ANTECEDENTES Y FUNDAMENTOS DE LA ACCIÓN 1.- Los hechos que motivaron la interposición de la presente acción de tutela, se resumen en lo siguiente: Sostiene el apoderado de la actora que ésta ha ocupado un lote de terreno por más de 30 años en inmediaciones del Aeropuerto Ernesto Cortizos de la ciudad de Barranquilla, desde antes de que se construyera el mismo, donde desarrolla la actividad comercial de expendio de comestibles y bebidas, en una caseta.

Mediante querella formulada por la Aeronáutica Civil, el 21 de enero de 1998, se inició proceso de restitución del bien inmueble de uso público, ante la Alcaldía de Soledad, argumentándose que los predios ocupados pertenecen a la Nación y fueron dispuestos para el desarrollo de actividades propias de la señalada Unidad Administrativa Especial.

Así las cosas, luego de agotados los procedimientos policivos pertinentes, mediante Resolución 0413 del 21 de julio de 1999, proferida por el Alcalde Municipal de Soledad, se decretó la restitución del inmueble, habiendo sido notificada el 23 de julio siguiente e impugnada el 30, recurso que hasta el momento, sostiene el libelista, no se ha resuelto y antes por el contrario se programó el desalojo por la Inspección de Policía de la localidad para el 12 de mayo de 2000.

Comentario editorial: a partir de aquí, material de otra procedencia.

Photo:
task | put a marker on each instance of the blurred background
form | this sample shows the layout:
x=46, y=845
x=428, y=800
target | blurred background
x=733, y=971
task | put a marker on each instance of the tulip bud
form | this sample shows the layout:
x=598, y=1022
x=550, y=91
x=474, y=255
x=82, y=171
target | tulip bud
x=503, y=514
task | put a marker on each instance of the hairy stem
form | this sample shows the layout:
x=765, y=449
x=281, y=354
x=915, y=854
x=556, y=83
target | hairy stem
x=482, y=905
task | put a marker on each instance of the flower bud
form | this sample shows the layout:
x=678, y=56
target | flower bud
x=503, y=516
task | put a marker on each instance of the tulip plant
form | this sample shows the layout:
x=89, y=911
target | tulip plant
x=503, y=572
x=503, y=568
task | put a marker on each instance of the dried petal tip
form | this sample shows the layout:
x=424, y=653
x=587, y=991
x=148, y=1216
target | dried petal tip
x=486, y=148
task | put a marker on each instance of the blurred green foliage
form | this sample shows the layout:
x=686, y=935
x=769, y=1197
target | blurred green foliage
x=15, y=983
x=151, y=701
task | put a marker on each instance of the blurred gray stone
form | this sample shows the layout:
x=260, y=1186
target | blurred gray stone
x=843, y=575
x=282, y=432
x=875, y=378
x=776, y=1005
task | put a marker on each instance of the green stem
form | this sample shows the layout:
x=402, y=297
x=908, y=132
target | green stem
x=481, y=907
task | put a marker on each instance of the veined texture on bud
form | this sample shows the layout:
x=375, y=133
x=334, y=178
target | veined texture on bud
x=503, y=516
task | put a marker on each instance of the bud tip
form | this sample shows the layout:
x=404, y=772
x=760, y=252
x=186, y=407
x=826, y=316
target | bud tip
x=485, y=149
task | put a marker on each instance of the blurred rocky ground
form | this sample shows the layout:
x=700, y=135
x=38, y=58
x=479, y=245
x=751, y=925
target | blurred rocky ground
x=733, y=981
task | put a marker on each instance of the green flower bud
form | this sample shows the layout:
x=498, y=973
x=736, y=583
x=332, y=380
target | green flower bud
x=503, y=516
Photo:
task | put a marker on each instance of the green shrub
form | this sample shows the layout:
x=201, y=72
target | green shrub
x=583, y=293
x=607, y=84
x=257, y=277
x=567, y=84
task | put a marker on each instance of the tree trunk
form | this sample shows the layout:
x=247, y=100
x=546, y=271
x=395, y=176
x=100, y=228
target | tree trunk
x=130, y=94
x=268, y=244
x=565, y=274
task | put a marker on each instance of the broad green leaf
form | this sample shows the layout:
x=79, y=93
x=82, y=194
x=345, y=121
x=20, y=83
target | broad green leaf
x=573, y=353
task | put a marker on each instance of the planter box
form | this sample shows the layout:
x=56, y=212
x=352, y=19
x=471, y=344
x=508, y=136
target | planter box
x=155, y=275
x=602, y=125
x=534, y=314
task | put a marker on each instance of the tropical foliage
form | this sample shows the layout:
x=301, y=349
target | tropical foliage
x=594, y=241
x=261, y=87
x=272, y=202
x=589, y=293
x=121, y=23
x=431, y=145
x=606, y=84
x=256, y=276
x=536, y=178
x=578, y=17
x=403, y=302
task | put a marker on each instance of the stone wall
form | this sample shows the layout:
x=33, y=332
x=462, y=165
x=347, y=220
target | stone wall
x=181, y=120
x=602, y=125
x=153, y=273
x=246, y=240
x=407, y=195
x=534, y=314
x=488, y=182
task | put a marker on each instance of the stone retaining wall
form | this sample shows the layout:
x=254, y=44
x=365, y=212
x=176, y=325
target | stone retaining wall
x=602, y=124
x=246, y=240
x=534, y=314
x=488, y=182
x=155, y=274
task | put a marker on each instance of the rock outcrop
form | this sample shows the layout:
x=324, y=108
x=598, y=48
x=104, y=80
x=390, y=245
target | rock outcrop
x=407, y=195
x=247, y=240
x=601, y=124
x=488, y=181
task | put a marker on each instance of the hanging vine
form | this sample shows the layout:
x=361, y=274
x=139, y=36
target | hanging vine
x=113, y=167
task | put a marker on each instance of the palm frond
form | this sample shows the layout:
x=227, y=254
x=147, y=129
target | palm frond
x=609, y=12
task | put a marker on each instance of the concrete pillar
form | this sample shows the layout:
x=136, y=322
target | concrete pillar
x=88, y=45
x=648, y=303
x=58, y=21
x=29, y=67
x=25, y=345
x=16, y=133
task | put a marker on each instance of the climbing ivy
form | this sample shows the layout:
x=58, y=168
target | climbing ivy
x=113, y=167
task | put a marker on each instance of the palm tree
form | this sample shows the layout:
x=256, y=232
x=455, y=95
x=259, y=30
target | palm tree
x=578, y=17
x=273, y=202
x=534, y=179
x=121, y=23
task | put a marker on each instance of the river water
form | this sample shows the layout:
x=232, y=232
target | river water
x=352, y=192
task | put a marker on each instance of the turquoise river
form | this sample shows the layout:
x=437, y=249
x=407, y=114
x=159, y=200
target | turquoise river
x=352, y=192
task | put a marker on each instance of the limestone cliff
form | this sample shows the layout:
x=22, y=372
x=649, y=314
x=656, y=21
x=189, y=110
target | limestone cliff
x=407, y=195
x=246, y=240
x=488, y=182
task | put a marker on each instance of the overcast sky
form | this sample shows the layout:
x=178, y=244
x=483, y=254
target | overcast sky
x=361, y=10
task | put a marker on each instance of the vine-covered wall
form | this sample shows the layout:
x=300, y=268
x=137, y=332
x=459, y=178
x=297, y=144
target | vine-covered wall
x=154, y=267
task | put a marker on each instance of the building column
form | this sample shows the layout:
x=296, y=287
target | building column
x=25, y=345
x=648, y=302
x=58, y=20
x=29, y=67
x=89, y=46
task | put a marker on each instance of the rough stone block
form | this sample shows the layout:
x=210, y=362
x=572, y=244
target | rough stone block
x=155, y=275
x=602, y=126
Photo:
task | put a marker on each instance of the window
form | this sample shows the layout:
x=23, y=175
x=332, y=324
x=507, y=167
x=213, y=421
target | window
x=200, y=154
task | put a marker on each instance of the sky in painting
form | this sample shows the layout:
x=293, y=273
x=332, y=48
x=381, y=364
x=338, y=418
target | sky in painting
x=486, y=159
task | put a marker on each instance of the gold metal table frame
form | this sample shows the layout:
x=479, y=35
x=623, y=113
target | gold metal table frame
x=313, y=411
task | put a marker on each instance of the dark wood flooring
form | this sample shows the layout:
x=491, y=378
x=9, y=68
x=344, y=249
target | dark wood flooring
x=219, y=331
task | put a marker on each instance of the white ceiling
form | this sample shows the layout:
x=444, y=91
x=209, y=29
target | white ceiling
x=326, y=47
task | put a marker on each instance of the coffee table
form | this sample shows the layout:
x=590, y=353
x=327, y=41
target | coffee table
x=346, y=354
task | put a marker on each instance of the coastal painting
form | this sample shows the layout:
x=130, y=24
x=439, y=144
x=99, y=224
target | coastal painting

En estas condiciones, sostiene el apoderado, no sólo se está en presencia de un perjuicio irremediable, por cuanto los derechos de la poseedora fueron desconocidos al interior del proceso policivo, pues no se tuvo en cuenta un hecho de sustancial importancia consistente en que el inmueble cuya restitución se demanda, no es de uso público ni puede, por definición, tenerse como tal.

A continuación expone lo que, según su criterio, debe entenderse por bien de uso público, para concluir que la determinación de la Alcaldía se sustenta en una “falsa motivación”, ya que el predio ocupado por su representada ni pertenece a la nación, ni fue destinado para las labores de la Aeronáutica Civil y, además, no se pudo establecer si el bien se encuentra dentro de los límites del predio que dice la entidad le pertenece.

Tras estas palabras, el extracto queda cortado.